Hamparan sawah pada bagian kontur yang agak landai juga meyakinkan kami bahwa daerah Curug Cikaung bukannya sama sekali belum terjamah. Justru, air yang jatuh hingga membentuk dua air terjun Cikaung, kemudian mengalir melalui saluran-saluran alam beralas bongkah dan kerikil yang rontok dari tebing di sepanjang jalur alirannya telah menopang hidup ribuan warga desa, juga padi dan tanaman lainnya yang menjadi sumber pangan mereka.

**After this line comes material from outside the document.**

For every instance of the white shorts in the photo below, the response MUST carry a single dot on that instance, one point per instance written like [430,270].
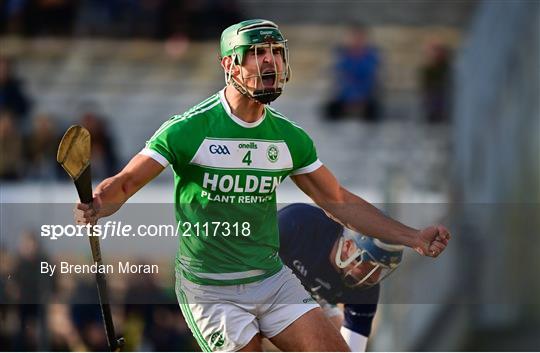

Saat menikmati keindahan Curug Cikaung, kami menjumpai Rohim yang tengah menggarap sawah tak jauh dari air terjun.
Batang-batang padi hijau dan air yang menggenangi sawah garapan lelaki bertubuh kekar itu menunjukkan bahwa Desa Bantar Karet tak pernah kesulitan air karena sumber-sumber yang begitu dekat dengan kehidupan mereka.
“Sawah ini diairi dari air terjun di atas itu dan terus mengalir ke sawah-sawah di desa-desa lain,” kata Rohim yang menggarap lahan persawahan milik seorang warga lokal yang biasa dipanggil Haji Sama.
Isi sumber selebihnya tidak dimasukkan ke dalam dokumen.